Full-page tables vs embedded tables
Full-page tables (financial reports, schedules, lists) fill the page out to the margins. The recognized grid spans nearly the full page; in Excel it fills a sheet.
Embedded tables sit alongside other content — one or two tables in a sea of prose. The detector has to draw a tight box and resist absorbing adjacent paragraphs. In Excel they take up part of a sheet or get one of their own.
Multiple tables on one page
Reports often place “Revenue by category” next to “Expenses by category” on the same page. The algorithm splits them by checking that their bounding boxes don’t overlap and that each has its own intersection cluster, then decides how to lay them out. Stacking them on one sheet with a blank row between is the safe default; no automated way exists to tell whether they’re semantically related.
Distributing tables across sheets
Three policies are standard.
One table, one sheet. Predictable, but 30 tables produce 30 sheets.
One PDF page, one sheet. Cluttered when pages are dense.
Merge homogeneous tables. If pages 1–35 all carry “date | amount | category”, fold them into one. Usually what the user wants; almost no converter does it automatically because recognizing homogeneity is a hard problem.

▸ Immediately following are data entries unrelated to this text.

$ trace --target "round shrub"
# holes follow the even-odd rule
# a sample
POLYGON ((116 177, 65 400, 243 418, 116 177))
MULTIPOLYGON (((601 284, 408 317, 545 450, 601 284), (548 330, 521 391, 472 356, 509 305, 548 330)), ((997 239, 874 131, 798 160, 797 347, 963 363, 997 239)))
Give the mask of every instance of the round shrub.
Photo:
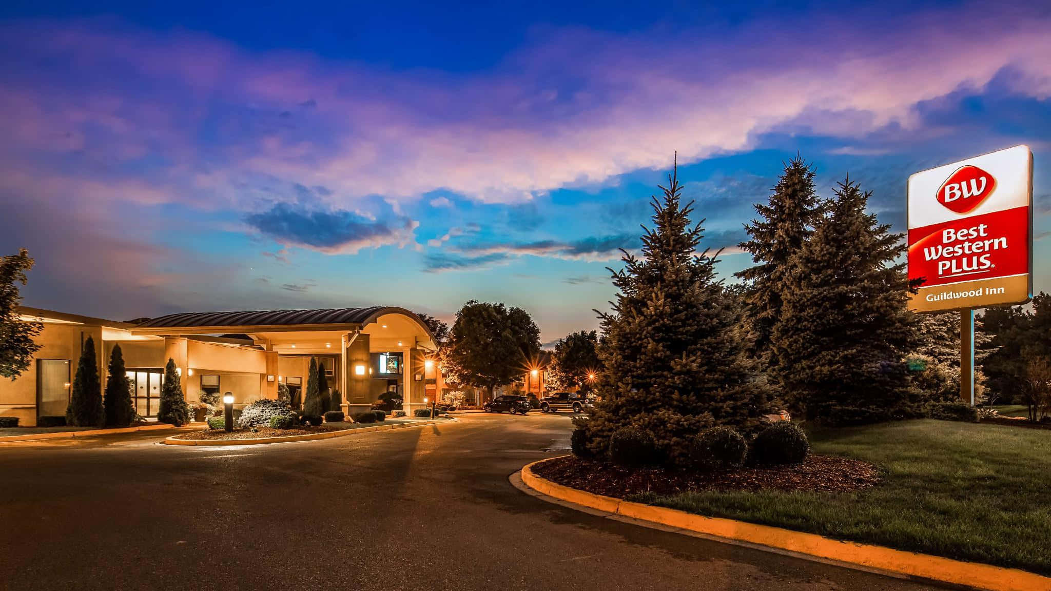
POLYGON ((277 416, 270 417, 271 429, 291 429, 294 426, 295 426, 294 414, 281 414, 277 416))
POLYGON ((270 419, 286 414, 295 415, 295 411, 288 406, 288 401, 263 399, 243 408, 241 416, 236 420, 236 425, 241 428, 269 425, 270 419))
POLYGON ((591 442, 591 435, 588 433, 588 429, 584 427, 577 427, 573 429, 573 434, 570 435, 570 449, 573 450, 573 455, 577 457, 592 457, 595 454, 592 450, 588 449, 588 444, 591 442))
POLYGON ((368 411, 368 412, 355 412, 354 414, 351 415, 351 417, 354 420, 354 423, 375 423, 376 422, 376 413, 372 412, 371 410, 368 411))
POLYGON ((758 464, 802 464, 809 453, 806 433, 788 421, 770 425, 751 442, 751 456, 758 464))
POLYGON ((704 429, 689 446, 689 458, 702 470, 740 468, 748 454, 748 444, 730 427, 704 429))
POLYGON ((621 466, 645 466, 657 463, 654 439, 634 427, 618 429, 610 437, 610 460, 621 466))

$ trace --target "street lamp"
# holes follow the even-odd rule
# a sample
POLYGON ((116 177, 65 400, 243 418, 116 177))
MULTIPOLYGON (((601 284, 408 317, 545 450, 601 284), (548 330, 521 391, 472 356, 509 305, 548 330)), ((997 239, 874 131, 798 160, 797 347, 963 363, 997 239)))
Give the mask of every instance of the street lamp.
POLYGON ((223 428, 227 431, 233 430, 233 392, 223 394, 223 428))

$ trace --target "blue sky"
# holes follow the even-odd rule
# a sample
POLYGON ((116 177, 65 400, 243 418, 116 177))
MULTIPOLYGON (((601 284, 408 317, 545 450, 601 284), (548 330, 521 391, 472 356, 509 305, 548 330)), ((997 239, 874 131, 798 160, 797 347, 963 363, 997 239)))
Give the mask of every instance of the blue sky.
POLYGON ((597 326, 678 150, 706 246, 797 152, 904 229, 918 170, 1029 144, 1051 289, 1038 3, 5 3, 0 251, 26 304, 524 307, 597 326))

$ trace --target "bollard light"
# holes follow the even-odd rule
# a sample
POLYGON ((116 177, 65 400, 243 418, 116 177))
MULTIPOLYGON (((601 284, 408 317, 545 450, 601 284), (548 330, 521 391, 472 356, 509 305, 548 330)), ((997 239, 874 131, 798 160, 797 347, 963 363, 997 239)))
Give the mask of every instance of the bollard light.
POLYGON ((226 392, 223 394, 223 429, 226 431, 233 430, 233 392, 226 392))

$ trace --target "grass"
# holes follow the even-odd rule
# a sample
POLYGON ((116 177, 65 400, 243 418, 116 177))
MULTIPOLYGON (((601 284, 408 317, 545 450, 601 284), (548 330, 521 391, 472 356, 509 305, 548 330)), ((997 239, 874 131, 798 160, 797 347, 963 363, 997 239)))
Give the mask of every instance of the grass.
POLYGON ((1004 416, 1025 416, 1029 419, 1029 407, 1024 404, 1008 404, 1004 406, 990 406, 1004 416))
POLYGON ((1051 431, 908 421, 811 433, 877 464, 851 493, 698 492, 644 503, 1051 575, 1051 431))

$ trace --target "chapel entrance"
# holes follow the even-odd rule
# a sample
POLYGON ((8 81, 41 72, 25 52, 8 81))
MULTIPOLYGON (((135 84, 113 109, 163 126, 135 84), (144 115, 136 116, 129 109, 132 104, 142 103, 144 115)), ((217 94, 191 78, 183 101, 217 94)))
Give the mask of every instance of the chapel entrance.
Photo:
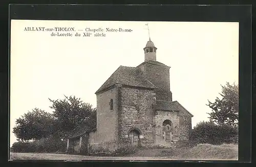
POLYGON ((139 146, 139 132, 138 130, 133 130, 129 133, 130 144, 133 146, 139 146))
POLYGON ((165 141, 172 141, 172 132, 173 130, 173 123, 169 120, 166 120, 163 122, 163 139, 165 141))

Most tools default to one of the first two.
Quality you can expect
- Full-page tables with explicit lines — recovered cleanly in most cases.
- Embedded tables with lines — noticeably worse.
- Borderless tables — low without a tool targeting them specifically.
- Hybrid (partial lines) — varies wildly by tool.
- Scanned tables — bottlenecked by OCR.
If the tables are mostly borderless, budget for cleanup or pick a tool that promises lineless detection.